How to Create an Admin User in AWS from the Root Account

 Creating an admin user in AWS from the root account involves several steps. The root account has unrestricted access, so it's a best practice to create an IAM user with administrative privileges and use that account for everyday tasks, reserving the root account for account and service management.

Here’s a step-by-step guide to creating an admin user:

Step 1: Sign in to the AWS Management Console as the Root User

1. Go to the AWS Management Console.
2. Sign in with your root account credentials (email and password).

Step 2: Navigate to the IAM Service

1. In the AWS Management Console, on the top right, click on your account name.
2. In the dropdown menu, select “Security credentials.”
3. In the left sidebar, click on “Users” under the “Access management” section.

Step 3: Create a New User

1. Click the "Add user" button.
2. Enter a user name for the new user. For example, "AdminUser."
3. Select the checkbox for “AWS Management Console access” to enable console access for the user.
4. Choose the “Custom password” option and enter a strong password. Optionally, select “Require password reset” for the user to reset their password upon first sign-in.

Step 4: Set Permissions for the New User

1. On the “Set permissions” page, select “Attach existing policies directly.”
2. In the search box, type “AdministratorAccess.”
3. Check the box next to “AdministratorAccess” to assign full administrative permissions to the new user.
4. Click the "Next: Tags" button.

Step 5: Add Tags (Optional)

1. You can add tags to organize and manage your AWS resources. For example, you can add a tag with the key "Department" and the value "IT."
2. Click the "Next: Review" button.

Step 6: Review and Create the User

1. Review the details of the new user to ensure everything is correct.
2. Click the "Create user" button.

Step 7: Provide Sign-In Information to the New User

1. After the user is created, you will see a confirmation page with a link to the AWS Management Console for the new user, along with the username and password.
2. Copy or download the credentials for the new user and share them securely with the user.
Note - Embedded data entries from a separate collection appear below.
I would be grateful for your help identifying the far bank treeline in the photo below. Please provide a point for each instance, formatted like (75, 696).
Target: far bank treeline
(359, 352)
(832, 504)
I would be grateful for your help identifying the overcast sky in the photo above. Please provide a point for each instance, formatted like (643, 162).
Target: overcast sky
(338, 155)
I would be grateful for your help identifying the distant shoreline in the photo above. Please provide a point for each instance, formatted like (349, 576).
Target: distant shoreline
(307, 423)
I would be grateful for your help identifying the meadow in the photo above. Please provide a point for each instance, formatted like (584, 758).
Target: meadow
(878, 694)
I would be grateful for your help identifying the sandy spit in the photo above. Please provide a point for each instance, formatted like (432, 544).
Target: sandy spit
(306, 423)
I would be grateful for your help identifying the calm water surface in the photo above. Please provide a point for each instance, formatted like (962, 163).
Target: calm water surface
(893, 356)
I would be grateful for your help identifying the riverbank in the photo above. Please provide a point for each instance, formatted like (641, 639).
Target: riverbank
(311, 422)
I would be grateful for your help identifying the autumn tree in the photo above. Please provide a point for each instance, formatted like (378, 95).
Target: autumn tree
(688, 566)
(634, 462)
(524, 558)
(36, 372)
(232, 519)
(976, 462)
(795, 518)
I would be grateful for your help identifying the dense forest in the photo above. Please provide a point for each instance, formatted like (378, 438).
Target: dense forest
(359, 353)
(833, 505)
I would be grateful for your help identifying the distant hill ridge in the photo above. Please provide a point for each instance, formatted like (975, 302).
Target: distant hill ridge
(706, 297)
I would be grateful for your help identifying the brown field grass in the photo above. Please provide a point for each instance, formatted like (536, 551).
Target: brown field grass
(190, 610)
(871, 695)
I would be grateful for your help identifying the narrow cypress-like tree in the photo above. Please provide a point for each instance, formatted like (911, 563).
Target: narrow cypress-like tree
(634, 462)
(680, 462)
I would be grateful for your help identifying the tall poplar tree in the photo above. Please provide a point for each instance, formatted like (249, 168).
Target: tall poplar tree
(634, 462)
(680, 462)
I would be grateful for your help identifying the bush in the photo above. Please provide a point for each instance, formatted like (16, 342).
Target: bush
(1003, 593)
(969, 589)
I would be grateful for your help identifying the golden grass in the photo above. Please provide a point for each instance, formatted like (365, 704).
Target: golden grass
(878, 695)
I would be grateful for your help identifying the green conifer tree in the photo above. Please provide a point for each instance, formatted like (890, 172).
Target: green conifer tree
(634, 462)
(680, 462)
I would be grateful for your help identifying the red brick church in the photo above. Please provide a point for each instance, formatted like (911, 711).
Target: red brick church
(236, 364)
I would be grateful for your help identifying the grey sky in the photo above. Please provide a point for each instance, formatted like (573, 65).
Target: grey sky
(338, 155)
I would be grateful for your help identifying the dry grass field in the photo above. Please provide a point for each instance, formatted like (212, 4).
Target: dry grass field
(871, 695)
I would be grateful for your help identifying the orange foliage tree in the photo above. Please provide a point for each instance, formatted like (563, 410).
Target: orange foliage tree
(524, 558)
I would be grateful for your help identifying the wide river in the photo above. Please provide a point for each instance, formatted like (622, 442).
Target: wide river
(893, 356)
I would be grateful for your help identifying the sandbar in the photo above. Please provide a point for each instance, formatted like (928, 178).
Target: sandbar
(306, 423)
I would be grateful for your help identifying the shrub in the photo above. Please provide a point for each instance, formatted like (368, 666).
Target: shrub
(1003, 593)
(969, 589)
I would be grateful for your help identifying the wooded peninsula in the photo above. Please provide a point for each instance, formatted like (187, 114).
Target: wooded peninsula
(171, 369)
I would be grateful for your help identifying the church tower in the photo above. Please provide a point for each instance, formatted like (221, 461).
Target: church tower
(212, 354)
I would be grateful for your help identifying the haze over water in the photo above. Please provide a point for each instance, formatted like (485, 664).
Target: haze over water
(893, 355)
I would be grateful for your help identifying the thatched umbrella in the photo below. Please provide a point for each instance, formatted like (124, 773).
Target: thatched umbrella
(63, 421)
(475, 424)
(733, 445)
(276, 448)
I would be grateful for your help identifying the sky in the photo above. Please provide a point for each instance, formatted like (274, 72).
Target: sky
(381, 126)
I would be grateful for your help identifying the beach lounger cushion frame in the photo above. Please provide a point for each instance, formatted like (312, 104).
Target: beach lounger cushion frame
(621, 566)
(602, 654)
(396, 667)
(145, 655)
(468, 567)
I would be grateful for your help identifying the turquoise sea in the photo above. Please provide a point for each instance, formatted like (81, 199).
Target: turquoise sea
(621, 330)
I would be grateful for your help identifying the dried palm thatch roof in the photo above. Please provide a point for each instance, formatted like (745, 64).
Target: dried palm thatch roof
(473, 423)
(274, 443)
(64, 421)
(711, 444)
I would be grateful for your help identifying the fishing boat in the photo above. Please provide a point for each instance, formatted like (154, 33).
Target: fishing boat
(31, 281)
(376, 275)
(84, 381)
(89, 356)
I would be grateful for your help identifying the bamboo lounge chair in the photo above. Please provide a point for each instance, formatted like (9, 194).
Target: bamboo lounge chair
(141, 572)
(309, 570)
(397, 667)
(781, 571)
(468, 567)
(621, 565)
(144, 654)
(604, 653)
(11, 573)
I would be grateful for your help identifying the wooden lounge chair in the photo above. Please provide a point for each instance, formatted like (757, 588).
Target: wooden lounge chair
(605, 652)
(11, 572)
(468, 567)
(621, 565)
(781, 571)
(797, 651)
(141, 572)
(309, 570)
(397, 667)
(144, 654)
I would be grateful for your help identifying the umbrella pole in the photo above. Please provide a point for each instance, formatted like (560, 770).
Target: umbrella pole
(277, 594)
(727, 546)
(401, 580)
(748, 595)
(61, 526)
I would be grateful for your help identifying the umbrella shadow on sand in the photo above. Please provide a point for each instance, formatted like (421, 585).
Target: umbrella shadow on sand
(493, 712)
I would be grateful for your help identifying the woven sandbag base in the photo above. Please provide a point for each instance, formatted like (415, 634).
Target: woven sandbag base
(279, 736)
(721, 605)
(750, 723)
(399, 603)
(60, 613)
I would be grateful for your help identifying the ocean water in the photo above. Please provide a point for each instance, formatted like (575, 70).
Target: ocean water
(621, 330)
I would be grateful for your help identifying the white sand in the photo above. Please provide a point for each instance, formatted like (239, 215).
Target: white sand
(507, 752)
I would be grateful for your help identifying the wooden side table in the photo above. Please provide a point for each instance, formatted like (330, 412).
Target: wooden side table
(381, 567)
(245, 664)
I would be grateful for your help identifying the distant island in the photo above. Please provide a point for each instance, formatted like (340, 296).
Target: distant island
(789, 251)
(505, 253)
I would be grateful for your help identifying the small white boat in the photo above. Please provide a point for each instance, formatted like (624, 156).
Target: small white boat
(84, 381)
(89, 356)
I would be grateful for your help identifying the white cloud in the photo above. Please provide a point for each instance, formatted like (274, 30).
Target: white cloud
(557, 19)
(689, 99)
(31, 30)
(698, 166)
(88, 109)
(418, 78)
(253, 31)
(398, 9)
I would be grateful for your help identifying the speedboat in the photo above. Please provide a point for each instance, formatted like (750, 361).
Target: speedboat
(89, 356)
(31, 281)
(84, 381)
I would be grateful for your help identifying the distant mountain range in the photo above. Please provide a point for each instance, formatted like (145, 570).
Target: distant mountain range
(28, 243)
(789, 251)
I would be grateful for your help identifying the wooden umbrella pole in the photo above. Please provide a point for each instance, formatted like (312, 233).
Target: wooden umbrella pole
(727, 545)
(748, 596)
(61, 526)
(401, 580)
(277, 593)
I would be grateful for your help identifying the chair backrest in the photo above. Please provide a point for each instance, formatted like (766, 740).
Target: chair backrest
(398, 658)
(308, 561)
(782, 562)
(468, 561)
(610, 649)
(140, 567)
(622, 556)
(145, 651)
Step 8: Sign in as the New Admin User

1. Use the sign-in URL provided (typically in the format https://Your-AWS-Account-ID.signin.aws.amazon.com/console).
2. Enter the new user credentials to sign in as the AdminUser.
3. If you required a password reset, the user will be prompted to set a new password.

Step 9: Enable Multi-Factor Authentication (MFA) for the New Admin User (Optional but Recommended)

1. While signed in as the new AdminUser, navigate to the IAM dashboard.
2. In the left sidebar, select “Users.”
3. Click on the new admin user’s name to open their details.
4. Select the “Security credentials” tab.
5. In the “Multi-factor authentication (MFA)” section, click “Assign MFA device.”
6. Follow the steps to enable MFA using a virtual MFA device (e.g., an authenticator app like Google Authenticator or Authy).

Summary

By following these steps, you have created a new IAM user with administrative privileges. This practice enhances security by minimizing the use of the root account for daily operations. Always enable MFA for additional security.